Uri\Rfc3986\Uri::getPathSegments() returns the normalized path separated into segments consistent to other Uri\Rfc3986\Uri getters, as seen in the Advanced Examples of the original ext/uri RFC. That is, reserved characters are not percent-decoded, as mentioned in the Generic percent-decoding introduction of the original ext/uri RFC.

Finally, Uri\Rfc3986\Uri::getDecodedPathSegments() returns the normalized path separated into segments whose contents are percent-decoded according to the segment ABNF rule. In addition to Uri\Rfc3986\Uri::getPathSegments(), the “%2F” percent-encoded octet representing the “/” character is also percent-decoded. Although “/” is a reserved character in the generic URI syntax, once the path has already been split, it is no longer syntactically ambiguous within an individual segment. As a result, this method intentionally goes beyond a strict application of the generic syntax defined by RFC 3986. By decoding reserved characters within segment boundaries, it provides an application-level interpretation of the path segments rather than a purely syntactic representation.

Design considerations

Should Uri\Rfc3986\Uri and Uri\WhatWg\Url really support path segment handling?

Some schemes don't use “/” to express the hierarchy inside the path according to their scheme-specific processing rules: e.g. in case of the “mailto” scheme, the “@” separates the “local name” and the “domain name” in the path ( nobody@example.com). There are even such schemes which don't support hierarchy in the path component at all. This leads to the question whether Uri\Rfc3986\Uri should really support path segments as described, because Uri\Rfc3986\Uri is supposed to implement the generic URI syntax, therefore its functionality should apply to all URIs?

The answer is yes, it does, because the generic URI syntax uses path segments and the “/” separator to define the path component (remember the ABNF rules above!). It's possible that separating the path into segments is semantically incorrect in case of some schemes, but syntactically speaking, path segments are first class citizens of the generic URI syntax.

WHATWG URL takes one step further, and it explicitly defines how the path is separated into segments only in case of some specific schemes (special URLs), and it explicitly leaves them undefined for the rest of the URLs (opaque URLs).
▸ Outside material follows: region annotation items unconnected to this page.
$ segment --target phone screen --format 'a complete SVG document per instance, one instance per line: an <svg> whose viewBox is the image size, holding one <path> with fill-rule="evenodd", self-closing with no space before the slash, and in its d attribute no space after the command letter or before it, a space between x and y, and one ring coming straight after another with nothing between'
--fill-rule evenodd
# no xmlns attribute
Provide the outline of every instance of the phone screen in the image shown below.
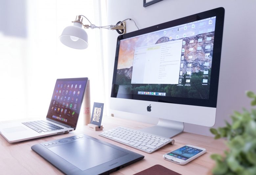
<svg viewBox="0 0 256 175"><path fill-rule="evenodd" d="M170 152L168 155L186 160L202 151L203 150L201 149L184 146Z"/></svg>

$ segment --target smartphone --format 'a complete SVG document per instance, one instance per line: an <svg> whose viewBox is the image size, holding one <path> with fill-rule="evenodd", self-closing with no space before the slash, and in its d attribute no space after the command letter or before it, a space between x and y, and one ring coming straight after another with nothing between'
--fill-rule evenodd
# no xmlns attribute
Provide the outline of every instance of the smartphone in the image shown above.
<svg viewBox="0 0 256 175"><path fill-rule="evenodd" d="M206 150L202 148L186 145L174 151L164 154L166 160L179 165L185 165L203 154Z"/></svg>

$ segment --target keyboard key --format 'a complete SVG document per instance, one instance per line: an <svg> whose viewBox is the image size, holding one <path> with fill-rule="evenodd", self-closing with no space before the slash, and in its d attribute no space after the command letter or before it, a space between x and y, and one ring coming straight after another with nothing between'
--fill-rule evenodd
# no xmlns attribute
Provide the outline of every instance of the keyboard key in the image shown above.
<svg viewBox="0 0 256 175"><path fill-rule="evenodd" d="M148 152L151 152L151 151L152 151L152 150L152 150L151 149L146 149L146 151L147 151Z"/></svg>
<svg viewBox="0 0 256 175"><path fill-rule="evenodd" d="M151 148L151 149L155 149L156 148L156 147L155 147L154 146L152 146L151 145L149 145L148 144L146 145L145 146L145 147L149 147L150 148Z"/></svg>
<svg viewBox="0 0 256 175"><path fill-rule="evenodd" d="M130 142L129 143L129 145L131 145L132 146L135 144L135 143L134 143L133 142Z"/></svg>
<svg viewBox="0 0 256 175"><path fill-rule="evenodd" d="M138 144L135 144L133 145L133 146L135 147L137 147L138 146L139 146L140 145Z"/></svg>
<svg viewBox="0 0 256 175"><path fill-rule="evenodd" d="M112 138L113 139L114 139L115 140L118 140L120 142L123 142L124 143L126 143L126 144L128 144L128 143L129 143L130 142L129 141L128 141L128 140L125 140L124 139L119 138L118 137L117 137L115 136L113 137ZM129 139L129 140L130 139Z"/></svg>

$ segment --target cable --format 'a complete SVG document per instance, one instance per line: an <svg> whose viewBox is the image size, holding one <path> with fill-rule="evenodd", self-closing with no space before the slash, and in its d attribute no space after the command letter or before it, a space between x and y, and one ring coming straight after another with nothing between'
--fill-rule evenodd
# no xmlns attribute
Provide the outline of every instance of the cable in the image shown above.
<svg viewBox="0 0 256 175"><path fill-rule="evenodd" d="M127 18L127 19L126 19L122 21L120 21L116 25L109 25L109 26L95 26L94 24L92 24L92 23L90 21L89 21L89 20L85 16L83 15L80 15L80 16L84 17L84 18L85 18L85 19L86 19L88 21L89 21L89 23L90 23L90 25L89 25L89 27L92 29L94 29L96 28L105 28L106 29L111 29L113 27L115 27L117 26L118 26L120 24L122 23L124 21L127 21L129 20L130 21L132 21L134 23L135 26L137 27L138 29L139 30L139 27L138 27L138 26L136 24L136 23L135 22L135 21L134 21L131 18Z"/></svg>

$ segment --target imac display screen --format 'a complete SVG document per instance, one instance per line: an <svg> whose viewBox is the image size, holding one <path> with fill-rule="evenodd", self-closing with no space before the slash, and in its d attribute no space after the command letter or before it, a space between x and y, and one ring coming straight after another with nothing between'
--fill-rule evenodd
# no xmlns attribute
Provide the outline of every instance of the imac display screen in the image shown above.
<svg viewBox="0 0 256 175"><path fill-rule="evenodd" d="M216 107L223 17L212 10L119 36L111 97Z"/></svg>

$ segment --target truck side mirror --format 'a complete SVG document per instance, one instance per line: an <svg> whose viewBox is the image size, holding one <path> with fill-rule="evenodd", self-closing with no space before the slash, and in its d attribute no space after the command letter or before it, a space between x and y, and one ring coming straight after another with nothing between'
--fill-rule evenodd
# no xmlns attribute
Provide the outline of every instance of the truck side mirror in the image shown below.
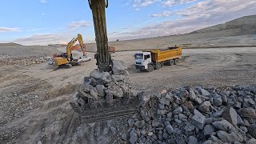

This way, there's no gap between the syntactic and semantic interpretation of path segments.

Why isn't there a PathSegments class?

Path segments could be modeled as a dedicated class (e.g. PathSegments) rather than simple arrays. Mainly, this would improve their extensibility - new features could be added to this class easily in the future. However, the current RFC still chooses the array model due to a few reasons.

First, it's unclear how and when validation should happen:

Should the PathSegments class be always valid just like the rest of the ext/uri classes? If the answer is no, then there will be a discrepancy, and possibly it would go against user expectations.
However, if the answer is yes, then there are a few big hurdles:
- Should we add a dedicated class per specification? WHATWG URL and RFC 3986 have vastly different path definitions, so indeed, there should be two classes ideally, or at very least, a dedicated factory method per specification.
- To complicate things, both specifications use a context-sensitive algorithm for path validation: WHATWG URL has the notion of opaque paths which depend on the scheme and the presence of the host. RFC 3986 has different segment parsing rules for relative-path references, absolute-path references, and URIs (see segment, segment-nz, segment-nz-nc).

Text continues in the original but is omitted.